詩はどこにあるか(谷内修三の読書日記)

日々、読んだ本の感想。ときには映画の感想も。

野村喜和夫「眩暈原論(10)」

2014-01-13 13:23:26 | 詩(雑誌・同人誌)
野村喜和夫「眩暈原論(10)」(「hotel 第2章」33、2014年01月10日発行)

 きのう読んだ福田拓也の長いタイトルをもった詩の「意味」はわからない。私はわかろうともしないが、野村喜和夫「眩暈原論(10)」も、私にとっては似たような感じ。「意味」を読み取って感動するわけではない。読んでいて(ことばを追っていて)、そのことばの変化(ことばそのものの「動詞」としての存在--ことばの肉体と私はときどき呼ぶのだが)--それを楽しんでいる。

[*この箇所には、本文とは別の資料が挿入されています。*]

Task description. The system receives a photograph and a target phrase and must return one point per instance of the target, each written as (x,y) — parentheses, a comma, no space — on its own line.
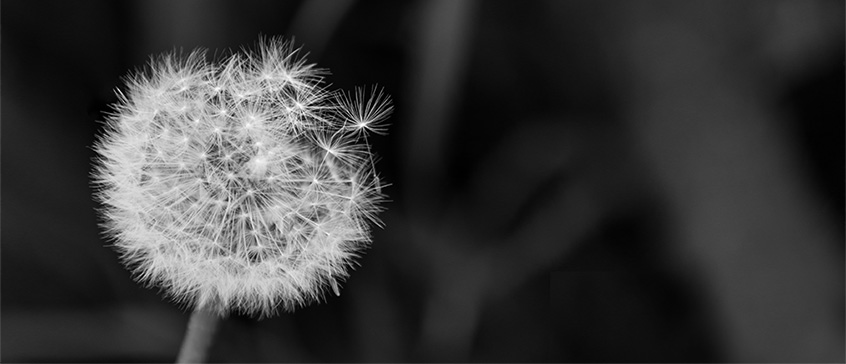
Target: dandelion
(243,185)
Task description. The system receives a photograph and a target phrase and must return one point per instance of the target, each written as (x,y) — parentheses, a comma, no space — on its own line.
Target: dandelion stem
(198,337)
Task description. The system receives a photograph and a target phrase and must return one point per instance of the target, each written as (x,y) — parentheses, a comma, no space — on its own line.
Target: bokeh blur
(588,181)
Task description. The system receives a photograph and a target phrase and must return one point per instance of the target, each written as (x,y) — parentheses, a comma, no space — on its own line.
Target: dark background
(571,180)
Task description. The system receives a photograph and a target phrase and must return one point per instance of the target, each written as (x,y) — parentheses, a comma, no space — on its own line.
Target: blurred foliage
(571,180)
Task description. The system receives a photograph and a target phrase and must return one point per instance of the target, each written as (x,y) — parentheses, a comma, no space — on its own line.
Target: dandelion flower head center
(244,183)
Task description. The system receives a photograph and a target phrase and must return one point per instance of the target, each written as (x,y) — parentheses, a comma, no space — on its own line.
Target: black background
(571,181)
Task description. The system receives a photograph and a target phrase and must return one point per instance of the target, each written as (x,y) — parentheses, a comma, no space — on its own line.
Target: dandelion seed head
(240,185)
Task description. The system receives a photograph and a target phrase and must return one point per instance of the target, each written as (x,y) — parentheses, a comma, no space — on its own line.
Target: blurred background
(588,181)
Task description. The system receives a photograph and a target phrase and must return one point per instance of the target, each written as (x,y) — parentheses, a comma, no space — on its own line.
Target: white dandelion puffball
(241,185)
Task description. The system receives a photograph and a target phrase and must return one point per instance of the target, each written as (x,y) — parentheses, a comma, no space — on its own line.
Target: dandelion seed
(201,174)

眩暈主体、それは手をもたない人間のことなのかもしれぬ。鼻水垂らしていよ
うが、みだれ垂らしていようが、柔らかいものにさわって恍惚としたりはしな
いのだ、マイチネル小体、パチニ小体。ほら、あれらの夢、ひどく軽くて、長
くて、橋のようなので、両側の泥土のうつつは低く小さくなってゆく。うつう
つ、うつらうつら。石が脱ぐ悦びも、そこに撒かれて。

 「眩暈主体、それは手をもたない人間のことなのかもしれぬ。」これは野村の仮定。仮定だから、まあ、わかる。仮定しているということが、わかる。「鼻水垂らしていようが、みだれ垂らしていようが、柔らかいものにさわって恍惚としたりはしないのだ」。これは「手をもたない」の補足。手をもたなければ触ることはできない。(足で触れる、性器で触れる、舌で触れる--というような屁理屈は反論しない。)「触る恍惚」を知らずに、「目で触るという恍惚」、つまり「眩暈の恍惚」に限定される……。うーん、論理的なことばの展開。
 でも、

柔らかいものにさわって恍惚としたりはしないのだ、マイチネル小体、パチニ小体。

 この「しないのだ、」から「マイチネル小体」への飛躍は何? 「マイチネル小体」「パチニ小体」のことを知っている人には「わかる」のかもしれないが、私には、何のことか「わからない」。
 わからないのだけれど。マイチネル、パチニという音には「い」の音が多くて、光っているような、粒々のような、ちょっと遠いところにある何か(近くてもうまく触れない何か)小さいものという感じがするなあ。
 そして、この何かわけのわからない感覚、私の「いま/ここ」を拒絶して、そこに何かが存在する--その飛躍が快感。そして、そのことばが、

ほら、あれらの夢、ひどく軽くて、長くて、橋のようなので、

 と、さらに飛躍する。
 この「ほら、」がいいなあ。「ほら、わかるだろう、知ってるだろう」の「ほら」なのだけれど、いやあ、「あ、ごめんなさい、わかりません」と口をはさむ余裕がないでしょ? 野村のスピードにあわせて知ったかぶりをして読むしかないでしょ? その知ったかぶりの瞬間、私も何かを「飛び越える」(飛躍する/飛翔する)。この知ったかぶりをしたときの、次はどうなるのかなあ、知ったかぶりをつづけられるかなあ。知ったかぶりがばれてしまうかなあ、という感じがいいなあ。
 野村の詩を読んでいるのに、詩を読んでいる私(谷内)がことばから見つめ返されている感じ。(私の知ったかぶり、私の「誤読」が、ばれていない?)
 知ったかぶりを押しつけてくる(?)、このタイミング。このリズム。さらに、

橋のようなので、両側の泥土のうつつは低く小さくなってゆく。うつうつ、うつらうつら。石が脱ぐ悦びも、そこに撒かれて。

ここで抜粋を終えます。